The Importance of “What did you learn today?”

The Importance of “What did you learn today?” 1000 667 admin

When kids come home, many parents will ask, “How was school?”

While this is a great prompt to see how well children like school, most likely they will just reply, “Fine,” or, “Good.” Unfortunately, students do not benefit from “fine” and “good!” Students benefit from parents and guardians asking a more open ended “What did you learn today at school?”

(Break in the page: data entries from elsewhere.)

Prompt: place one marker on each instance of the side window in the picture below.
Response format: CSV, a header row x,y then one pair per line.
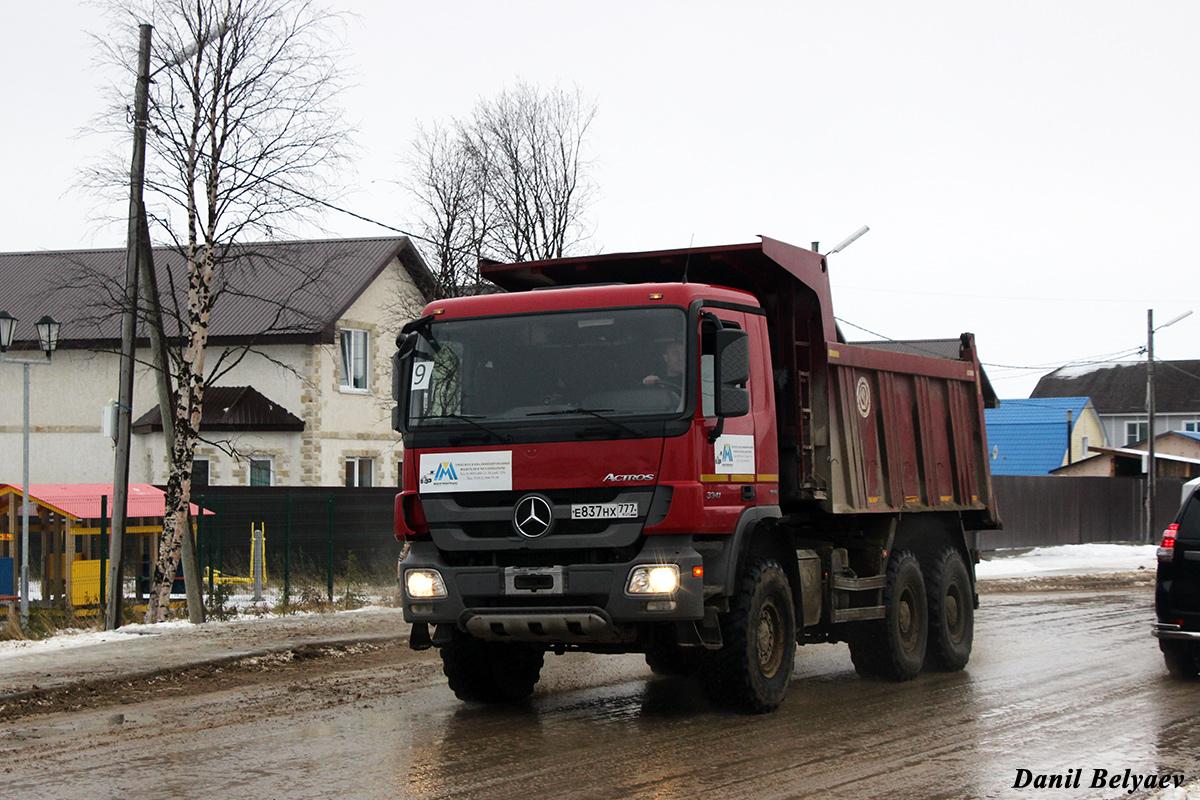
x,y
708,328
1189,519
354,360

The Magic of an Open-Ended Question

At first, students will probably reply with a list of the broader lessons. They might mention division or the solar system or the 13 original colonies. Soon, though, something magical might happen: they’ll find something at school that really excites them.

Perhaps, it will be the butterfly unit. This student loves butterflies and now they have the opportunity to learn about them in school! Without a doubt, this student will tell their parent every detail about what they learned about butterflies.

Do you know what just happened there? Not only did they get to relive that excitement twice, once at school and once at home, but this student also just solidified that lesson in their head. The enthusiasm a student has for their learning can act as an excellent catalyst to drive home key knowledge points. It all starts with asking “What did you learn today?”

Creating Good Habits for Students

That enthusiasm doesn’t have to stop at butterflies either. Once a student gets in the habit of providing the details of what they learned at school, they’ll do it with their other favorite subjects.

Ask follow up questions like “Can you show me how that works?” or “How did your teacher teach you how to do that?” Now, this student is not only sharing their knowledge, but showing it in action, while simultaneously sharing how they learn.

Continuing to Learn Outside the Classroom

The open-ended question “What did you learn today?” keeps students engaged after they leave the classroom. Learning shouldn’t end when students walk out the classroom door.

This doesn’t apply just to the school year either, it also applies to summer vacation. Students should remain active participants in their education, so as to not lose the important concepts teachers spend time on all year.

That’s why we also recommend starting a summer learning program at your school to keep students engaged year round. If students continuously practice their skills, teachers won’t need to spend time reteaching last year’s lessons at the beginning of the new year.